Modern Design In Britain9 November, 2015
“LEARNING TO LOOK CAN BE AS CREATIVE AS MAKING.” HIS OWN EXPERTISE DEVELOPED FROM A NATURAL CURIOSITY IN HIS SURROUNDINGS, AND AN UNDERSTANDING OF HOW IMPORTANT GOOD DESIGN CAN BE TO EVERYDAY LIFE.
Ken Stradling, the nonagenarian collector and a patron of modern design, has long believed that “learning to look can be as creative as making”. His own expertise developed from a natural curiosity in his surroundings, and an understanding of how important good design can be to everyday life.
Stradling has spent most of his life working for the Bristol Guild of Applied Art. As its buyer and director, he filled it with innovative stock sourced from Europe and Scandinavia as well as Britain. Over the decades it expanded to sell furniture and textiles, and to include an exhibition space and restaurant.

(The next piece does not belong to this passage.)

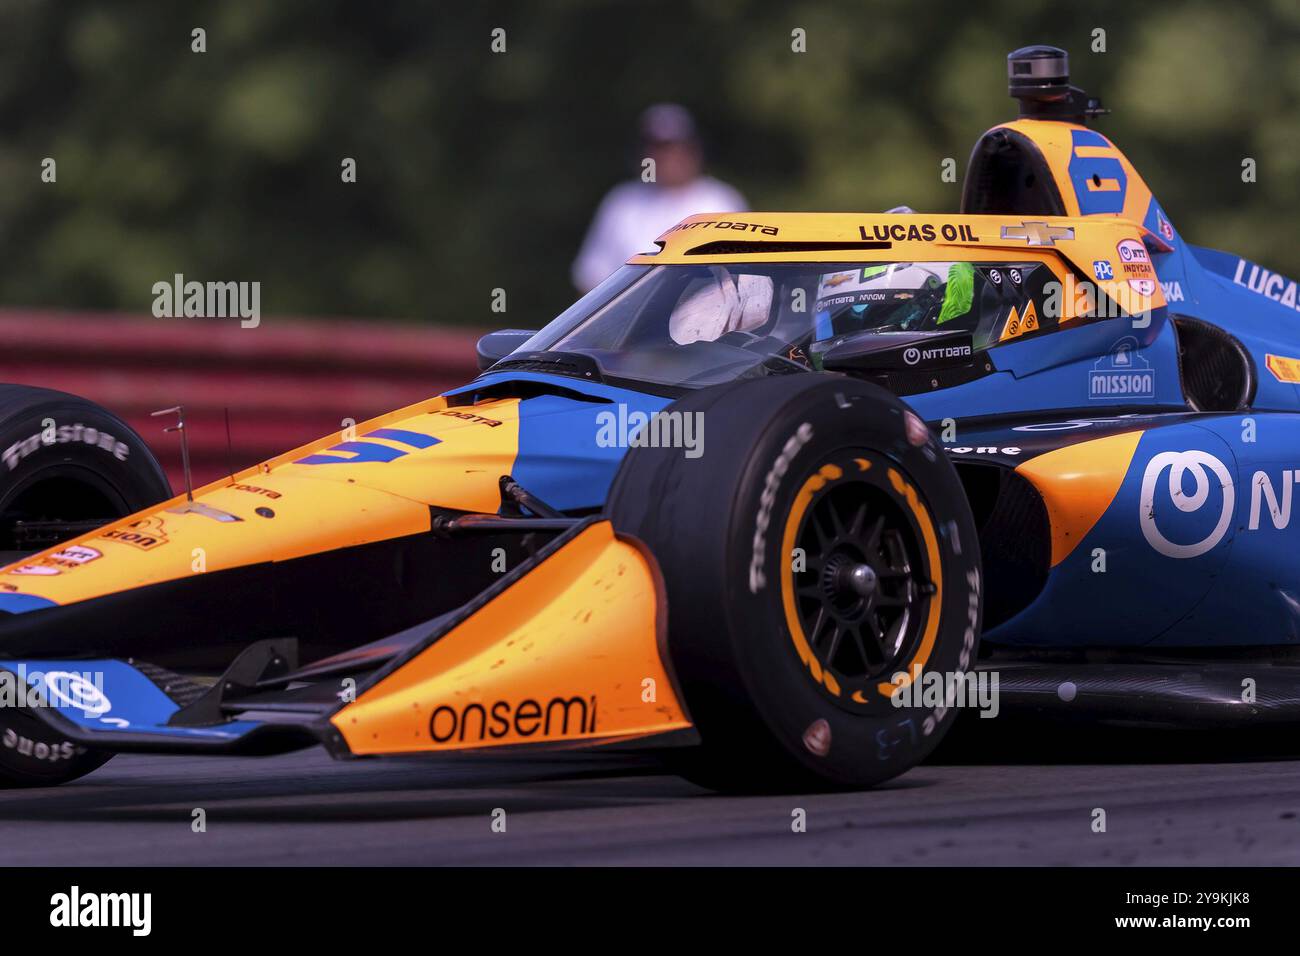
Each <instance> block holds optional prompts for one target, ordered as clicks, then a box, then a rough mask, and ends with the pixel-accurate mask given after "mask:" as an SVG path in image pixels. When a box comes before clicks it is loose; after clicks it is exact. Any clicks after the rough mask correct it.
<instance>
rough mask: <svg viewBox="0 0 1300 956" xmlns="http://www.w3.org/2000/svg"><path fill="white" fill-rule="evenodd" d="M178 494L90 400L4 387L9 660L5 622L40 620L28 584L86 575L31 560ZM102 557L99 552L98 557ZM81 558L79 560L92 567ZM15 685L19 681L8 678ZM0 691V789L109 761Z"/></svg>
mask: <svg viewBox="0 0 1300 956" xmlns="http://www.w3.org/2000/svg"><path fill="white" fill-rule="evenodd" d="M170 494H172V492H170V486H169V484H168V480H166V476H165V475H164V472H162V468H161V467H160V466H159V463H157V460H156V459H155V458H153V455H152V454H151V453H149V450H148V447H146V445H144V441H143V440H142V438H140V436H139V434H136V433H135V431H134V429H131V428H130V425H127V424H126V423H125V421H122V420H121V419H120V418H117V416H116V415H113V414H112V412H109V411H107V410H104V408H101V407H99V406H98V405H94V403H92V402H87V401H86V399H83V398H77V397H75V395H69V394H65V393H62V392H52V390H49V389H38V388H30V386H26V385H0V568H3V570H0V659H3V658H4V657H5V649H4V632H5V626H4V620H5V618H6V617H9V615H12V614H39V613H40V610H32V609H31V606H30V604H31V601H30V598H29V597H27V594H26V593H25V592H26V589H25V588H23V583H25V581H32V580H38V579H39V576H40V575H52V574H77V562H75V561H74V562H72V563H70V564H68V566H64V567H60V566H57V564H51V563H45V564H36V566H25V564H23V563H22V559H23V558H25V557H26V555H29V554H31V553H34V551H40V550H44V549H47V548H49V546H51V545H55V544H59V542H60V541H62V540H66V538H69V537H74V536H77V535H78V533H82V532H85V531H88V529H92V528H95V527H98V525H100V524H107V523H108V522H112V520H116V519H118V518H123V516H125V515H129V514H133V512H135V511H139V510H142V509H146V507H148V506H151V505H156V503H159V502H160V501H165V499H166V498H169V497H170ZM90 550H95V549H90ZM87 553H88V551H87V550H85V549H83V550H81V551H78V557H77V561H85V559H86V558H87ZM0 680H10V675H8V674H4V675H0ZM16 691H17V688H0V692H3V695H4V697H5V700H4V705H3V706H0V787H45V786H53V784H57V783H64V782H66V780H73V779H75V778H78V777H82V775H85V774H88V773H90V771H91V770H95V769H96V767H99V766H100V765H101V763H104V761H107V760H108V758H109V756H110V754H107V753H100V752H96V750H92V749H87V748H85V747H79V745H77V744H74V743H73V741H70V740H68V739H66V737H64V736H61V735H59V734H56V732H55V731H52V730H51V728H49V727H48V726H45V724H44V723H43V722H42V721H39V719H38V718H36V717H35V715H32V714H31V713H29V711H27V710H25V709H23V708H19V706H14V693H16Z"/></svg>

It was there that Stradling learned to look, training his eye as he discovered new makers, bought, sold and exhibited their work.
Gradually, Stradling began to build up his own personal collection of 20th and 21st century design, encompassing furniture, ceramics, glassware, pottery and wooden objects. In 2007 he created a charitable trust for the collection with a permanent home in Bristol. It is intended as a study centre; everything can be handled, and nothing is in cabinets. “You can,” he says with pride, “sit on every bloody chair”.
For this exhibition, titled “Modern Design in Britain”, Margaret Howell has selected fifty objects from the Ken Stradling Collection for display at her flagship shop on Wigmore Street in London. It reflects the range of Stadling’s collection as well as Howell’s own taste. Fitting comfortably between the rails of her autumn collection and alongside British design favourites such as Ercol and Anglepoise, there are rows of studio pottery, shelves of brightly coloured Scandinavian glass, and clusters of Marcel Breuer furniture.
Stradling’s taste is not easy to predict, and there is no dominant aesthetic or obvious theme; Bauhaus side-tables and Somerset ceramics are viewed with equal respect. The two design connoisseurs share an appreciation for quality materials, longevity and utility, as well as the charms of handmade imperfections and original design.